This is contained in a statement by the Minister of Finance and Coordinating Minister of the Economy, Wale Edun, on Friday in Abuja.

According to the minister, the growth in government revenue is due to the reconfiguration and improvement in government finances.

“The government’s determination to mobilise non-oil revenue has consistently delivered impressive results,” Mr Edun said. “For the half-year 2024, non-oil revenue surpassed the revenue in the first half of 2023 by 30 per cent above the 2024 budget target without any increases in taxes.”

Mr Edun said President Bola Tinubu’s administration has been working to manage and reduce the national debt to create better fiscal headroom for economic management.

“In dollar terms, Nigeria’s debt burden has reduced, and the government’s fiscal deficit has improved. Our debt has fallen in dollar terms from 108 billion to $91 billion.

“Additionally, the government has diligently serviced all its loans and obligations with no recourse to ways and means of financing, ‘’ Mr Edun said.

Mr Edun said in 2023, the administration exited the ways and means debt trap due to better management of the fiscal space. He said the federal government did not rely on borrowing from CBN Ways and Means to fund its obligations.

According to Mr Edun, part of the inflationary pressure the country is currently experiencing is a result of the past abuse of ways and means.

He said the federal government paid back the previous N7.3 trillion obligations within a year of Mr Tinubu’s administration.

On debt service to revenue, the minister said the federal government, for decades, had been spending more than half of its revenue on debt servicing to enable it to meet its debt obligations and avert default.

“By the end of June 2023, the federal government spent 97 per cent of total revenue to service debt but has recorded a positive trend in the debt service-to-revenue ratio.

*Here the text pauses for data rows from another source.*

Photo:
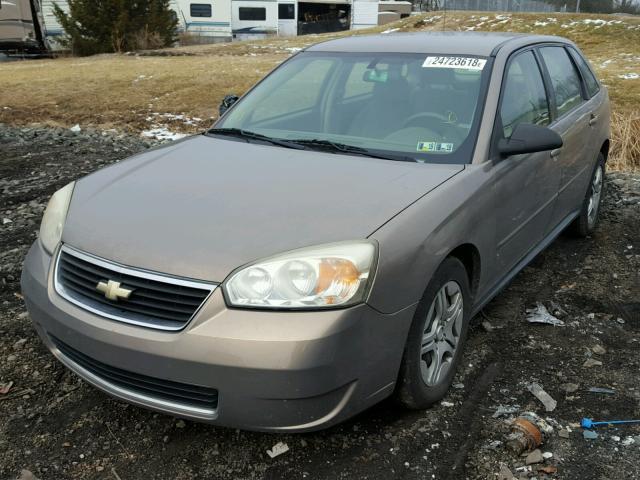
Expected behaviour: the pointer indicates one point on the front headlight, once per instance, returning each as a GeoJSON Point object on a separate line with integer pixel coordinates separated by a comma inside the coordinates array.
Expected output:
{"type": "Point", "coordinates": [54, 217]}
{"type": "Point", "coordinates": [324, 276]}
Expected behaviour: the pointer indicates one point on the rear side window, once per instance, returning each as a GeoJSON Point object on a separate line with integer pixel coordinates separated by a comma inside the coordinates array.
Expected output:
{"type": "Point", "coordinates": [524, 99]}
{"type": "Point", "coordinates": [564, 78]}
{"type": "Point", "coordinates": [252, 13]}
{"type": "Point", "coordinates": [589, 78]}
{"type": "Point", "coordinates": [200, 10]}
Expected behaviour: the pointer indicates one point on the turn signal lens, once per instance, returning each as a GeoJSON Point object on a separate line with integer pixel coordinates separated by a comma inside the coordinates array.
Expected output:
{"type": "Point", "coordinates": [325, 276]}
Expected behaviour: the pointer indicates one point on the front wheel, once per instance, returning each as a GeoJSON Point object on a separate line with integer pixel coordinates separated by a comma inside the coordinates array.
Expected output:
{"type": "Point", "coordinates": [587, 220]}
{"type": "Point", "coordinates": [436, 337]}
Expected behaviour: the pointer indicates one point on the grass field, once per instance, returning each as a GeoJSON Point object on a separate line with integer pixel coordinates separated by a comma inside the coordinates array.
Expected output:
{"type": "Point", "coordinates": [179, 89]}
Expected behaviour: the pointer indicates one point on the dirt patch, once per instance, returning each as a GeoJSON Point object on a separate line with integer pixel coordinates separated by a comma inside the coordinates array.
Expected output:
{"type": "Point", "coordinates": [58, 427]}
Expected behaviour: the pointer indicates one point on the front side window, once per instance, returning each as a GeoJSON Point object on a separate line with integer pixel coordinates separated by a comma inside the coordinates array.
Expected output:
{"type": "Point", "coordinates": [587, 73]}
{"type": "Point", "coordinates": [252, 13]}
{"type": "Point", "coordinates": [200, 10]}
{"type": "Point", "coordinates": [286, 11]}
{"type": "Point", "coordinates": [564, 78]}
{"type": "Point", "coordinates": [524, 99]}
{"type": "Point", "coordinates": [422, 106]}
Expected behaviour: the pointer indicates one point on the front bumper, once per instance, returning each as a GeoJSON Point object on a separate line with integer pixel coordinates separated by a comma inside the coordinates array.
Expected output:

“Currently, the debt service-to-revenue ratio has declined from 97 per cent in the first half of 2023 to 68 per cent in 2024, indicating the government’s strong position in managing its debt obligations,” the minister said.

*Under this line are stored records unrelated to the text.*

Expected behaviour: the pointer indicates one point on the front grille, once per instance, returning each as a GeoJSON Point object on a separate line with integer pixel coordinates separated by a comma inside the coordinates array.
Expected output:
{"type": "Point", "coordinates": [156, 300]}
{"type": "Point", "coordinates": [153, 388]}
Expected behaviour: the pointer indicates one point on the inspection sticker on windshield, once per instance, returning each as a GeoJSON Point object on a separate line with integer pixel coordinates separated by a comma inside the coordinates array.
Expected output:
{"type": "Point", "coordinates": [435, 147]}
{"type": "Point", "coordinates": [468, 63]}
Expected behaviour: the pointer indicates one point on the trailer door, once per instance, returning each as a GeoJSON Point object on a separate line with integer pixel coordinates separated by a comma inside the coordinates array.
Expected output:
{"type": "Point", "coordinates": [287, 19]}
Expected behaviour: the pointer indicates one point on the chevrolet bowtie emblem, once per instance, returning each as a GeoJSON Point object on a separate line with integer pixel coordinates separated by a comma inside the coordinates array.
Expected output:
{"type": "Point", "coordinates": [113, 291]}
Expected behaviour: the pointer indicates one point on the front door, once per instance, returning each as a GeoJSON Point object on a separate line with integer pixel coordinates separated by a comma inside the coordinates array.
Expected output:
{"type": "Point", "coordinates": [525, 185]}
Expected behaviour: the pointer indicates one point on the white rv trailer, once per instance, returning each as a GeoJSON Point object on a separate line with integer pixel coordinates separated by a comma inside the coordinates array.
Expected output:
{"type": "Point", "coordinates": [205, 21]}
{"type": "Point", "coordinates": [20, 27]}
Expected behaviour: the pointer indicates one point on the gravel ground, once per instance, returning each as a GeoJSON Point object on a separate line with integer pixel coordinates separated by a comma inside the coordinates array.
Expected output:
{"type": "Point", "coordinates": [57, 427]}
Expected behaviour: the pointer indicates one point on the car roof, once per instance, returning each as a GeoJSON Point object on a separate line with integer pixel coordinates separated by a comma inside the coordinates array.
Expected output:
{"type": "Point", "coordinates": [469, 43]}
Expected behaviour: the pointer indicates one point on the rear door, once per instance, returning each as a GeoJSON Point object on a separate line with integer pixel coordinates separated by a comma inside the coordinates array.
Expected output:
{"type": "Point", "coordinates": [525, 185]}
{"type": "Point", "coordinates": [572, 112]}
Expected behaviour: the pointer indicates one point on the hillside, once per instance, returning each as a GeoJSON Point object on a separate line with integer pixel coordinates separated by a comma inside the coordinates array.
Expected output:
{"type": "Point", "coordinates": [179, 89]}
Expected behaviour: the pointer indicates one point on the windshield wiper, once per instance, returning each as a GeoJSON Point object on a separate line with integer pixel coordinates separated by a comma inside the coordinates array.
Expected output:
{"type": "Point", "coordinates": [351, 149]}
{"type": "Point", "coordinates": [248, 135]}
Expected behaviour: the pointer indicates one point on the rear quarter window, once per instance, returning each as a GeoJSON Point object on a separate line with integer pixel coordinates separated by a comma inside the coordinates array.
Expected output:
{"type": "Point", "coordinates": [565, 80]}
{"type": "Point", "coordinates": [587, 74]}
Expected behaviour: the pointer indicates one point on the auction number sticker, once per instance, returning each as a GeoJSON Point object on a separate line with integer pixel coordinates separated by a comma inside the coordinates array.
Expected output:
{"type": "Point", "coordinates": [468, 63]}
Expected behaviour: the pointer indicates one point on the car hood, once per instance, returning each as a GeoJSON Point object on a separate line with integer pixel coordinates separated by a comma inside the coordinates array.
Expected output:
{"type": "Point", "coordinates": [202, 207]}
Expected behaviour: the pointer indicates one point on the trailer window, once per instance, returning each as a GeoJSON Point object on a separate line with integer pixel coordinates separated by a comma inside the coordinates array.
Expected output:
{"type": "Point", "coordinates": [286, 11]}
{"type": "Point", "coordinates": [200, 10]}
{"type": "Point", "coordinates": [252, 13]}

On the budget deficit, he said it had been a major priority for the economic managers to reduce the budget deficit.

“To achieve this, the federal government, in the last year of the Tinubu administration, improved government revenue collection and blocked a lot of leakages.

“The 2024 budget deficit has moved in the right direction, with a target of 4.1 per cent of gross domestic product (GDP), an improvement from the 6.1 per cent deficit recorded in 2023.

“On an annualised basis, we are at 4.4 per cent, so you can see we are effectively close to the budgetary target,” Mr Edun said.

The minister said the government’s efforts to attract more foreign inflows into the economy had yielded good outcomes and expressed its commitment to continue the reforms and improve the business environment.

Mr Edun underscored the government’s efforts to attract foreign inflows, including implementing the national single window project, which he said would generate $2.7 billion annually in economic benefits.

He said, “The government’s accelerated stabilisation and advancement plan has already attracted $500 million in investment in the gas sector.”

The minister said the government had implemented several initiatives and interventions to address the current high cost of living and bring relief to the masses.

Mr Edun said this included a strategic input programme to increase food supply and a pivot to compressed natural gas (CNG) fuel for mass transit vehicles.

He said the government was also providing lower-cost financing for the manufacturing industry and production.

The minister sympathised with Nigerians for the current hardship, which he also noted would soon disappear.

He expressed optimism that inflation, despite being “quite sticky at the moment,” would decelerate and come down due to the government’s commitments and actions.

“Clearly, as part of the reform programme, on the monetary side, monetary policy has been tightened.

“The CBN has been proactive in adjusting the monetary policy rate to address inflation head-on, which is in line with its legal mandate,” he said.